La nouvelle génération de descendants des émigrés russes, celle de leurs enfants, est aujourd’hui entièrement assimilée à la société française.
Alexandre Jevakhoff, historien, économiste et haut fonctionnaire français, Paris
Il est connu en France grâce à sa carrière politique. Ancien élève d’HEC, de Sciences Po Paris et de l’ENA, Alexandre Jevakhoff a commencé son parcours professionnel en tant qu’inspecteur des finances en 1981, puis a travaillé dans les ministères de la Défense, de l’Intérieur, de la Justice et des Affaires étrangères. D’origine russe, il est président de l’association internationale Cercle de la Marine impériale.
Archives personnelles
« Mes deux grands-pères ont quitté la Russie avec Wrangel [commandant en chef des Armées blanches du Sud durant la guerre civile russe] en novembre 1920 », relate-t-il.

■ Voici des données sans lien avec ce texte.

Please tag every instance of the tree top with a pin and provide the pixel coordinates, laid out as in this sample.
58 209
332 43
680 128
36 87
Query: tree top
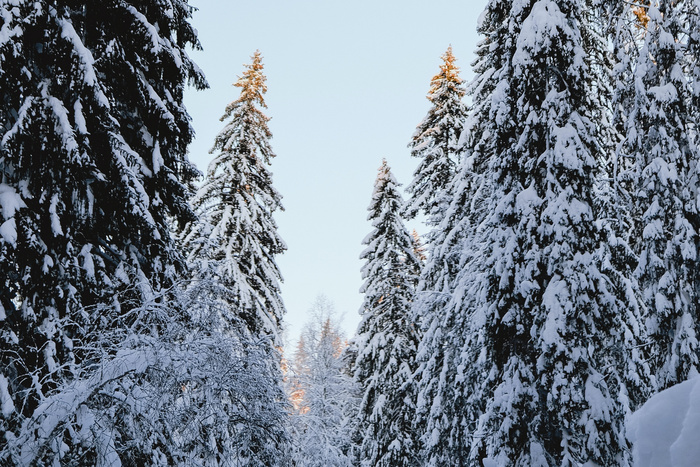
252 81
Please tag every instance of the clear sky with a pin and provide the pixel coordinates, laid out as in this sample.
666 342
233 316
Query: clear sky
346 87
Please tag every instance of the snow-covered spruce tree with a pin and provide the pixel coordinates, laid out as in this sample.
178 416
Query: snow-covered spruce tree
387 339
441 371
660 138
92 165
323 393
435 142
545 358
231 252
235 239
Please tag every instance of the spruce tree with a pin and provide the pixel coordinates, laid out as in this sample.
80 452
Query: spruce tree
94 134
542 343
435 142
441 373
235 239
660 139
325 395
234 287
387 339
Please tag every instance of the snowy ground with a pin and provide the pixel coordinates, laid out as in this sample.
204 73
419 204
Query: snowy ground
666 430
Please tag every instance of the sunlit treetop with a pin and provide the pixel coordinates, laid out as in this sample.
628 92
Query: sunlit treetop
449 74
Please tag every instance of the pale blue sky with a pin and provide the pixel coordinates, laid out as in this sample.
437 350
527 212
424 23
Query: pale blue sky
346 87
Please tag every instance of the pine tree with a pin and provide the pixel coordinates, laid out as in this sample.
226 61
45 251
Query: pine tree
323 393
231 250
94 134
541 344
435 142
236 239
441 371
387 339
659 138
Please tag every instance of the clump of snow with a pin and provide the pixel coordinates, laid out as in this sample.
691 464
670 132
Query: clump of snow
664 431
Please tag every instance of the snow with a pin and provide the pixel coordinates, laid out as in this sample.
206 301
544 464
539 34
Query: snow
664 431
6 405
10 201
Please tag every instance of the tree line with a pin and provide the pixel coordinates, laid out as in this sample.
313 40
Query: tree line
140 315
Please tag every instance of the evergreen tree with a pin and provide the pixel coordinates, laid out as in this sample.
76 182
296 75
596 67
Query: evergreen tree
440 375
231 252
236 239
92 166
323 393
541 359
435 141
387 340
660 140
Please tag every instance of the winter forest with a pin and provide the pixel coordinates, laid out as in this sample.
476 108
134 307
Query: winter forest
548 317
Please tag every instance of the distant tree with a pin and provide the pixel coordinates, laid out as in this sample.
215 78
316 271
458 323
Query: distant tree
387 339
92 167
435 142
323 393
236 239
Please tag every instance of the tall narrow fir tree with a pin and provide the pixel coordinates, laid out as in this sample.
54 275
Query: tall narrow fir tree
387 339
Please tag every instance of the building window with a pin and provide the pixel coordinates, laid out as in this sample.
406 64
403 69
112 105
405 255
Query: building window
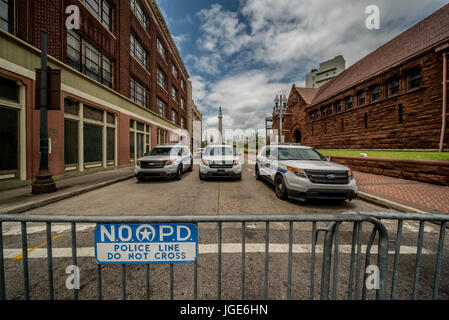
161 107
138 51
162 136
324 112
310 115
393 86
85 57
140 13
139 93
174 93
349 102
161 78
7 15
375 93
102 9
362 98
339 106
183 103
414 78
183 123
161 49
174 116
174 71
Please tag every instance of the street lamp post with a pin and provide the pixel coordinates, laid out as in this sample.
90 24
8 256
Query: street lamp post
281 103
44 182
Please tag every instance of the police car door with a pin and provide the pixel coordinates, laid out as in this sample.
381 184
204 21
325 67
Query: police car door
185 157
273 163
263 161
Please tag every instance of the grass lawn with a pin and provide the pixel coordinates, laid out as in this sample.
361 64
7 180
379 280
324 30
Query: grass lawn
443 156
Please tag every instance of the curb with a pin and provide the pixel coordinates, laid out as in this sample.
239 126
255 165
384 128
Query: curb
388 203
69 194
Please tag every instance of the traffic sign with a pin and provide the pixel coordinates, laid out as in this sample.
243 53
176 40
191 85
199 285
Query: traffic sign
146 243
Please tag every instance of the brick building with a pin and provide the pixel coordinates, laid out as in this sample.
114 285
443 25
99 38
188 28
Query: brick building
124 85
390 99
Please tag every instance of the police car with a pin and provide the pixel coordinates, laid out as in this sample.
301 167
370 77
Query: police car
302 173
220 161
164 161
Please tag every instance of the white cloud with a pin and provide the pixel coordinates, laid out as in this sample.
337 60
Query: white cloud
266 45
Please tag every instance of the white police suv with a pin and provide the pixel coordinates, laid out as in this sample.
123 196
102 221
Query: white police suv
302 173
164 161
220 161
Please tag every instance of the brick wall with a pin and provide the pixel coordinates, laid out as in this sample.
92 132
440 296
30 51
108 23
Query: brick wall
377 125
50 15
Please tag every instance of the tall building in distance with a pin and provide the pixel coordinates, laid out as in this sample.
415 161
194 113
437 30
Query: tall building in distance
220 126
123 84
328 70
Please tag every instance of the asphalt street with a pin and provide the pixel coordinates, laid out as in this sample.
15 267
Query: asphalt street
190 196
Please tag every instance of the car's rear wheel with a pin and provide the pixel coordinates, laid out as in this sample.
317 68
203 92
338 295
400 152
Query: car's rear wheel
257 173
179 173
280 188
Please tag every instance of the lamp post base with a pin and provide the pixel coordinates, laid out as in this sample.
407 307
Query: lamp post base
44 183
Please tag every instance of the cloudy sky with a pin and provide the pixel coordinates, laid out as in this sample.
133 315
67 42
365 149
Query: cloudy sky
241 53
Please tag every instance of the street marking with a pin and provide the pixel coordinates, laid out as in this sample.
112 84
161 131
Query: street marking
229 248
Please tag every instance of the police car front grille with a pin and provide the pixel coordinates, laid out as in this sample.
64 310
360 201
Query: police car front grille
327 177
152 164
221 166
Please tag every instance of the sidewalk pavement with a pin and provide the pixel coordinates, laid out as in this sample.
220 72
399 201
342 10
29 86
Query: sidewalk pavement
404 195
20 200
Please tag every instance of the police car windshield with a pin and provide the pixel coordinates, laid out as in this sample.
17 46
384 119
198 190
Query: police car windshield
162 151
300 154
221 151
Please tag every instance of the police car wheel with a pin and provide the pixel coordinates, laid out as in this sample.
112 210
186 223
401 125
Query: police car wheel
179 173
280 189
257 173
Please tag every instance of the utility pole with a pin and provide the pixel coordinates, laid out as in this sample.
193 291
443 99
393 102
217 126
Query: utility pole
44 180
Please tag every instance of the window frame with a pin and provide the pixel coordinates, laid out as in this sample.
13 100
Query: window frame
140 13
375 92
161 76
390 87
161 49
361 95
10 18
411 79
101 12
81 66
161 107
138 48
349 102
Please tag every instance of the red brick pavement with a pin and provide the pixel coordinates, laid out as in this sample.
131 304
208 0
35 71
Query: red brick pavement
422 196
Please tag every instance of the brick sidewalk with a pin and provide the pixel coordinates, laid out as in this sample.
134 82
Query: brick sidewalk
422 196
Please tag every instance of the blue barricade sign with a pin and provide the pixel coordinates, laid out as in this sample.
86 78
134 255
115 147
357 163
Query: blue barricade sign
146 243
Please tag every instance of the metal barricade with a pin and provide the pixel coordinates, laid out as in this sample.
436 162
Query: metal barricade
395 245
329 225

En arrivant à Constantinople, des milliers d’émigrés blancs se retrouvèrent sous la protection du gouvernement français pendant quelques mois. « Plus tard, la France a fait appel aux autres pays pour accueillir les émigrés russes. Cet appel n’a pourtant pas reçu de réponse positive de la part des pays interrogés, sauf le Brésil qui avait accepté d’accueillir mille réfugiés ». Cependant, de nombreux émigrés russes ont décidé de se réfugier dans l’Hexagone, car la plupart des représentants de la noblesse tsariste parlaient couramment français.
La famille Jevakhoff s’est installée dans une des places fortes de l’émigration blanche, Paris. Aujourd’hui, ce petit-fils de militaires de la marine impériale est marguillier de la cathédrale Alexandre Nevsky à Paris. Quant à son origine russe, il dit : « Pour moi c’est une question très facile. Je suis Français d’origine russe. Je ne suis pas d’accord avec ceux qui disent que j’ai deux patries. J’ai une seule patrie, un drapeau, un hymne national. Mais, malgré cela, je suis Russe et je suis orthodoxe ».

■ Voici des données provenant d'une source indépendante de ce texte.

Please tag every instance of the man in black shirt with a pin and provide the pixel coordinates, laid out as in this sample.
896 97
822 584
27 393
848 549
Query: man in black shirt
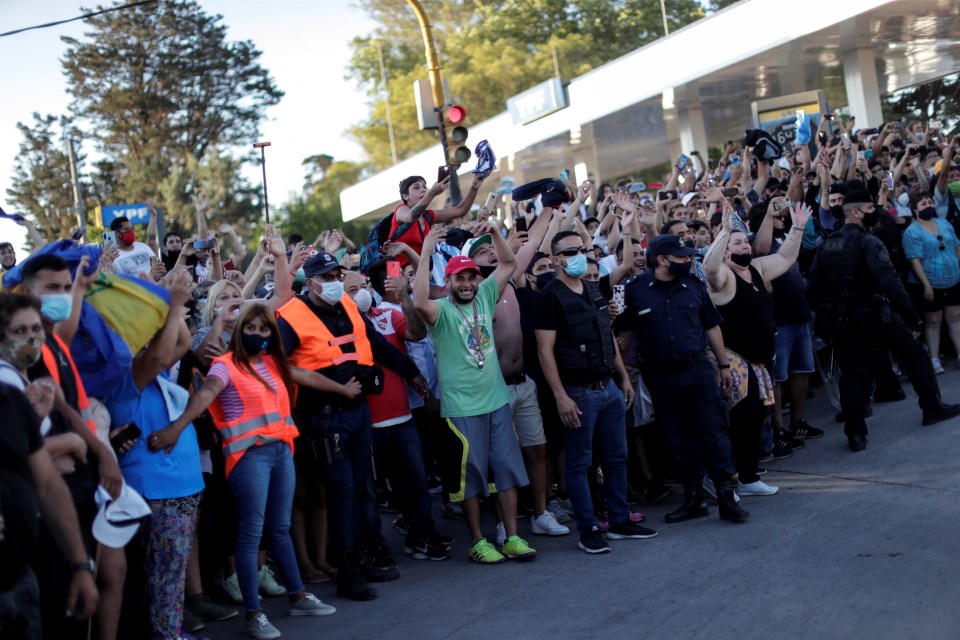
672 311
29 482
579 357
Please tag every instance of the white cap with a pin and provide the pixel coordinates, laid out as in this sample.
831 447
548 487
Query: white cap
118 520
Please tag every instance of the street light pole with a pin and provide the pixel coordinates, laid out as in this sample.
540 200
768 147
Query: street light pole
263 163
436 84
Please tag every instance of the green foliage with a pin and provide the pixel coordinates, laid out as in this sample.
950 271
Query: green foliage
491 50
162 95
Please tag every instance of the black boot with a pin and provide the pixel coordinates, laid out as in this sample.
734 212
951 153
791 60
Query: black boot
693 505
729 508
350 581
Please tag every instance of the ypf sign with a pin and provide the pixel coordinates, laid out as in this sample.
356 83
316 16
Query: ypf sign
535 103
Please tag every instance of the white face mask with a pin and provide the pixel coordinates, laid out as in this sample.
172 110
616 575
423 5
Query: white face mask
364 300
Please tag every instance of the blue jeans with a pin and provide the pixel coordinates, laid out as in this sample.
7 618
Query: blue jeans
398 454
262 484
351 494
601 422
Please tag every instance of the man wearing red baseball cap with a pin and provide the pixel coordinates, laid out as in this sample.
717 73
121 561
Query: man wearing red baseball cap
474 398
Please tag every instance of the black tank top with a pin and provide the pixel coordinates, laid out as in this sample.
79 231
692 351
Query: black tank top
748 326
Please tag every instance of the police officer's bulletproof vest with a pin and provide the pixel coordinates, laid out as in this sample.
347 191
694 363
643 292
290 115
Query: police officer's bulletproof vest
588 346
843 266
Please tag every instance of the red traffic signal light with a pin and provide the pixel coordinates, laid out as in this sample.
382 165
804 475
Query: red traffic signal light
456 115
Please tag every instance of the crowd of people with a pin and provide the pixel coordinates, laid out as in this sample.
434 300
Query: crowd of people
559 356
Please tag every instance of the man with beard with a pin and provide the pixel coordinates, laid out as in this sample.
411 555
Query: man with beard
474 396
862 302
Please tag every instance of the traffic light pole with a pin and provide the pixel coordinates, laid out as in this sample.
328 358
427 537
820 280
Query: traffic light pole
439 100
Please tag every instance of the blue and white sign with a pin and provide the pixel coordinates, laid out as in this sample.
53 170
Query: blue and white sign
541 100
137 213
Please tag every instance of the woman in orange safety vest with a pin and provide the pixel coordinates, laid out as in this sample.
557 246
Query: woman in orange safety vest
248 394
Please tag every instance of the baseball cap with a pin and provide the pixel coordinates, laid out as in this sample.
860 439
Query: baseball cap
458 264
320 264
470 246
118 520
667 245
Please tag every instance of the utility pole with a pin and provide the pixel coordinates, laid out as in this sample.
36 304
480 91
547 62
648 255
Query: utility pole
77 202
436 84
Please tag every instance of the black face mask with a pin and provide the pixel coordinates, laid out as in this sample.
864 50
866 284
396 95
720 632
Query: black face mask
741 259
253 343
545 278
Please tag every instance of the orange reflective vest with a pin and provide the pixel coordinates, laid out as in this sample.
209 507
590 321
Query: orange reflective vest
266 415
319 348
83 402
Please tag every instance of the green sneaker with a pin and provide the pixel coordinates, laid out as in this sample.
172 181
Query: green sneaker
485 553
517 548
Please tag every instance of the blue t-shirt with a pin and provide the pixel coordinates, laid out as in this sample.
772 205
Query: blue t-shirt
156 476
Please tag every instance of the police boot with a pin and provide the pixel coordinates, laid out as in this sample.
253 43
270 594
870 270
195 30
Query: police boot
729 508
693 505
350 581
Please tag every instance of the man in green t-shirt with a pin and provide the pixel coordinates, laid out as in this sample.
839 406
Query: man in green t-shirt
474 398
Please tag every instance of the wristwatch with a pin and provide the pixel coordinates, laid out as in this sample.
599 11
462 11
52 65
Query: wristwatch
89 565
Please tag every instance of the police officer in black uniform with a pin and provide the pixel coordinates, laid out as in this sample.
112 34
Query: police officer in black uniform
862 302
671 311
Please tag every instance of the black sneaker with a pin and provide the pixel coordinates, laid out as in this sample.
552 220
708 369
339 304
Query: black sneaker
629 530
593 542
424 548
804 431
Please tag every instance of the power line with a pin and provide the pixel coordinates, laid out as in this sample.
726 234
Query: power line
83 17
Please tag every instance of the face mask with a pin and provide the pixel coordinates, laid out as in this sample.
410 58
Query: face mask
741 259
678 268
22 353
56 307
332 292
253 343
364 300
576 266
545 278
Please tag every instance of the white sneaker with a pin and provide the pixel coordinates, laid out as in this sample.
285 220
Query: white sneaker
546 525
260 628
231 586
268 583
560 513
758 488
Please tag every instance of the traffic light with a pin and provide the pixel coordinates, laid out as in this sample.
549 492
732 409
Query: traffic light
455 135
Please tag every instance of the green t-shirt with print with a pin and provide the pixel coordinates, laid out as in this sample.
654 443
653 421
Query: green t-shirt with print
466 389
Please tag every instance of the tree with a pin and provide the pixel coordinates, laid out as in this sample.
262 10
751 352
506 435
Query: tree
162 95
490 50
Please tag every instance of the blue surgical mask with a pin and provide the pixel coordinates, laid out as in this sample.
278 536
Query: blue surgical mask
576 266
56 307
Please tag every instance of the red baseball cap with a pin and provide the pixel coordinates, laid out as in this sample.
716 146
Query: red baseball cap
458 264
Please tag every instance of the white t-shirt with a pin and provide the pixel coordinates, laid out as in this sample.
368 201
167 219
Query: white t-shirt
133 262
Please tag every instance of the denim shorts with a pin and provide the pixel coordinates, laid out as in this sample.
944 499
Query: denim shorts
794 351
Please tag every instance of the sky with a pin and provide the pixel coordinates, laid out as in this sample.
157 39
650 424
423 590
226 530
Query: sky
304 45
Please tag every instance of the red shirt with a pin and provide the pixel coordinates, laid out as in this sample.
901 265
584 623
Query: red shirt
413 237
392 406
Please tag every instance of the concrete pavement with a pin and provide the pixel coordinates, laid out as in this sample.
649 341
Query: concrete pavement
854 546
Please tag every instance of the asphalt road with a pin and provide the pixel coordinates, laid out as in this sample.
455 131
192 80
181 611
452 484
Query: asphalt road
854 546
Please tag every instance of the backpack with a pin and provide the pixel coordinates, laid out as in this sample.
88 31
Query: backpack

Ayant grandi dans une famille d’émigrés blancs, l’ancien inspecteur des finances avoue que sa langue maternelle est le russe. « J’ai commencé à parler français à l’âge de 7 ou 8 ans, car nous ne parlions que le russe à la maison, et ma famille a toujours cherché à préserver ses origines ».

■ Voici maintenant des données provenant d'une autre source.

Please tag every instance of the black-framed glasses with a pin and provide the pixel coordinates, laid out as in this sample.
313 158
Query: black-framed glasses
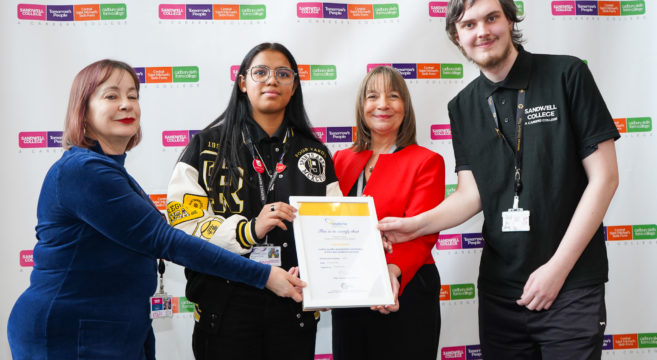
261 73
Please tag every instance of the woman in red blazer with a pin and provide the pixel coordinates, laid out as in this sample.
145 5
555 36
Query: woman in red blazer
404 179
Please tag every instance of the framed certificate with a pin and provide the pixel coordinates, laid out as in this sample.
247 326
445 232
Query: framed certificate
340 252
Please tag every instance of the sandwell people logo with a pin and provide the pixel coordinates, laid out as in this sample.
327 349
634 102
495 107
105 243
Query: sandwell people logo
212 11
438 9
87 12
177 138
345 11
629 341
459 241
39 139
424 70
598 8
167 74
465 352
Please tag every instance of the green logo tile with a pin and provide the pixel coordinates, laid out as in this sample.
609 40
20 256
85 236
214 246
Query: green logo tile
253 12
323 72
451 71
185 74
633 8
185 305
462 291
643 124
449 189
648 340
644 232
385 11
113 12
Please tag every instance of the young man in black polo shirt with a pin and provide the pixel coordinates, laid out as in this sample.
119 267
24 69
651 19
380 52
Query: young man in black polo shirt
534 148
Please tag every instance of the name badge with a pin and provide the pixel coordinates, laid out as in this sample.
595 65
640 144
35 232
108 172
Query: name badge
269 255
515 220
161 306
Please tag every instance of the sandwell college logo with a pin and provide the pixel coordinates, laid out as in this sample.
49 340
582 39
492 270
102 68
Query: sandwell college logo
212 12
424 70
167 74
87 12
324 10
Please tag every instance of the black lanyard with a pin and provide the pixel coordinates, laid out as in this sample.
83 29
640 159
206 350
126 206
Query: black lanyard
274 172
518 148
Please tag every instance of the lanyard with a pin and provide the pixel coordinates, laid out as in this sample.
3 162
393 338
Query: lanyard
517 187
280 166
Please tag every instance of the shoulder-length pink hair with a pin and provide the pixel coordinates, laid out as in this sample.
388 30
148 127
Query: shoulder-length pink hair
84 85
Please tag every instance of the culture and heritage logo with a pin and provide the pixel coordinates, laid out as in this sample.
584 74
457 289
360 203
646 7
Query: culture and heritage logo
630 232
87 12
424 70
324 10
167 74
212 11
634 125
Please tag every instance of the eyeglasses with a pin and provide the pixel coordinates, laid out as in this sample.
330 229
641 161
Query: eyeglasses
261 73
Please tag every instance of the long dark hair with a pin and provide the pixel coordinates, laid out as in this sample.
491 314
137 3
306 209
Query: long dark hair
239 108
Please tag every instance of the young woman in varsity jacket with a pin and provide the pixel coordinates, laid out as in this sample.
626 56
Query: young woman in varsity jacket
230 187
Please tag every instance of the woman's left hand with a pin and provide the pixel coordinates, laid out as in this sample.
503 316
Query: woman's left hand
394 272
271 216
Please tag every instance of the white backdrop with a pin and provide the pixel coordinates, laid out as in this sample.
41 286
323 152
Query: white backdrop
187 62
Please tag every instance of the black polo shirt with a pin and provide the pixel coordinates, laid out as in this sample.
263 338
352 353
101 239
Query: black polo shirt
564 119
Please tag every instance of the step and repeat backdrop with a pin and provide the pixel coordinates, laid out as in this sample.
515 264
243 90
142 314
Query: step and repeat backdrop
187 54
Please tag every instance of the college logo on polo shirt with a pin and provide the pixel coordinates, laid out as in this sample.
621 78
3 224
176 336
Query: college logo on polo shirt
313 166
541 114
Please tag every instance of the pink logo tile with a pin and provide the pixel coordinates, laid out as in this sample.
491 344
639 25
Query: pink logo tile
449 242
441 132
32 139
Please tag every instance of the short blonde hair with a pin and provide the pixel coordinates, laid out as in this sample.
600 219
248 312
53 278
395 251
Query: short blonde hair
392 80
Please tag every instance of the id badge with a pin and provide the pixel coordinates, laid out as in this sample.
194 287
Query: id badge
515 220
161 306
269 255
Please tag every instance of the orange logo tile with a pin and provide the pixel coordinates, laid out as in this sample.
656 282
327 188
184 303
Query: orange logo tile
626 341
608 8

Outre sa carrière de haut fonctionnaire en France, il exerce également l’activité d’écrivain. Auteur de plusieurs livres, dont Les Russes blancs et La guerre civile russe, il décrit de nombreux événements méconnus jusqu’à présent et reconnaît que les parties des chroniques de l’émigration russe ignorées par de nombreux chercheurs sont, pour lui, d’une importance primordiale. « Issu de cette émigration russe, je suis naturellement resté très attaché à cette histoire que j’essaie de faire connaître aujourd’hui », confie-t-il.